According to Greek thinkers such as Aristotle and Polybius (as well as America founding fathers James Madison and Alex Hamilton), balance within government is necessary to preserve liberty. The government that best reflects human nature, in this view, blends the elements of:
- Monarchy (a strong executive)
- Aristocracy (an independence judiciary that could and should overrule the “popular will” if it destroyed liberty) and
- Democracy (a strong legislature)
But they have to stay in balance, because an excess or corruption of any one of these elements will destroy liberty, by becoming, respectively:
- Tyranny
- Oligarchy or
- Mob rule
Quoting from a special report on the “Perils of Democracy” (from the Economist):
Thus Aristotle considered Rome balanced, but Athens during the time of Socrates to be too democratic to be stable. In Alexander Hamilton’s day, French Revolution might illustrate the point even better: tyranny and oligarchy gave way to mob rule, which gave way to another tyranny (Napoleon), without any intervening liberty in more than motto. Democracy was inherently unstable because it led to mob rule (in the same way that monarchy deteriorated into tyranny and aristocracy into oligarchy). Those three elements, monarchy, aristocracy and democracy, thus had to be balanced for a state to remain free, they argued. Rome (before the emperors) became the prime example of such a mixture. It was a republic, a “public thing”, but not a democracy, a thing “ruled by the people”. It had executives (in the shape of two annually elected consuls), an elite in the senate, and outlets for the vox populi in the popular assemblies.
I was in awe by the bursting talents of Hamilton and Madison while reading Federalist Papers, which was about how indirect America democracy should be. Hamilton and Madison explained why they wanted a republic, not a democracy – they feared tyrannical minorities and majorities equally.

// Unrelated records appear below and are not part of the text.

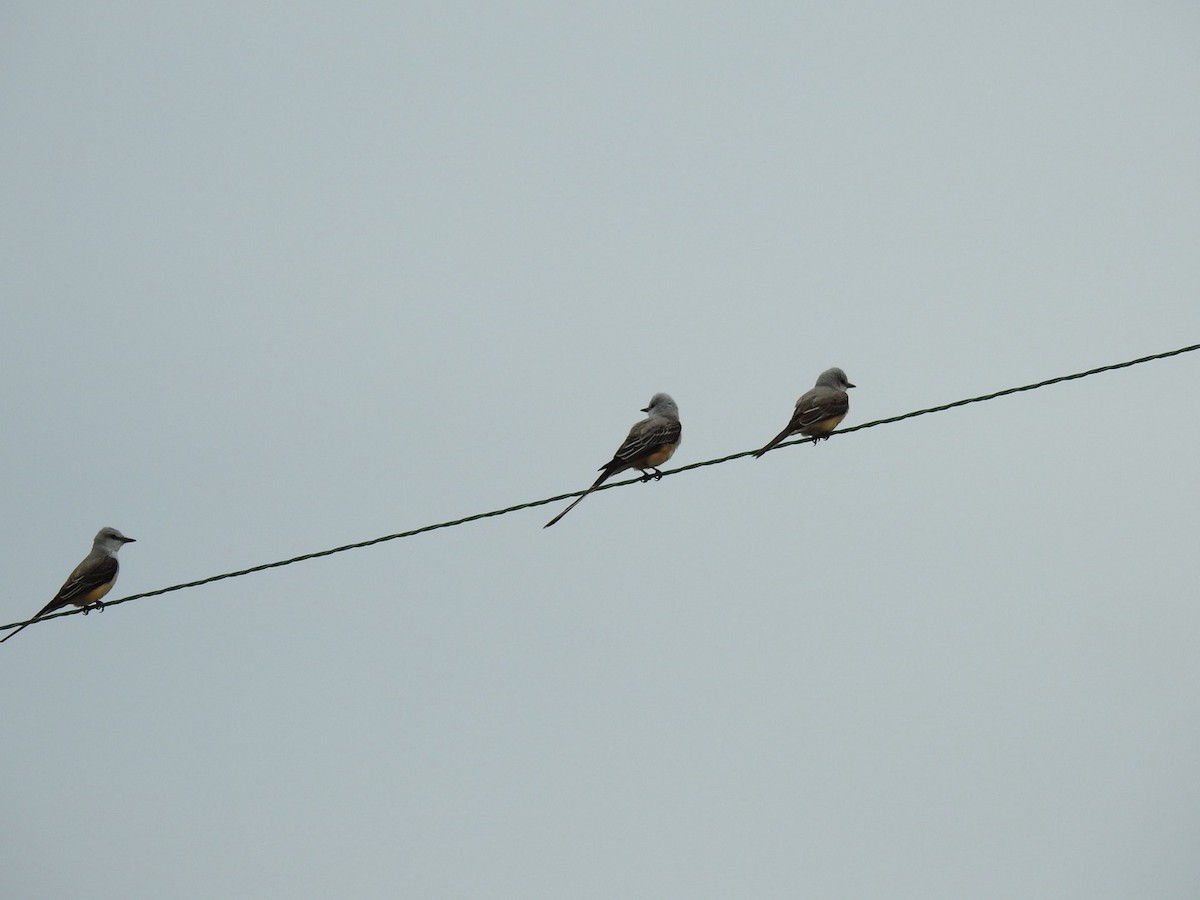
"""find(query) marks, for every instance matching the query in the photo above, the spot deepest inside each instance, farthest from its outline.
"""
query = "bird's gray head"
(663, 405)
(111, 539)
(834, 378)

Hamilton put it brilliantly in the opening of Federalist Paper:
An over-scrupulous jealousy of danger to the rights of the people, which is more commonly the fault of the head than of the heart, will be represented as mere pretense and artifice, the stale bait for popularity at the expense of the public good. It will be forgotten, on the one hand, that jealousy is the usual concomitant of love, and that the noble enthusiasm of liberty is apt to be infected with a spirit of narrow and illiberal distrust. on the other hand, it will be qually forgotten that the vigor of government is essential to the security of liberty; that, in the contemplation of a sound and well informed judgement, their interest can never be separated; and that a danerous ambition more often lurks behind the specious mask of zeal for the rights of the people than under the forbidden appearance of zeal for the firmness and efficiency of government. History will teach us that former has been found a much more certain road to the introduction of despotism than the latter, and that of those men who have overturned the liberties of republics, the greatest number have begun their career by paying an obsequious court to the people; commencing demagogues, and ending tyrants.
“Statism is an ideology and all ideologies are variations on human lifestock management practices.”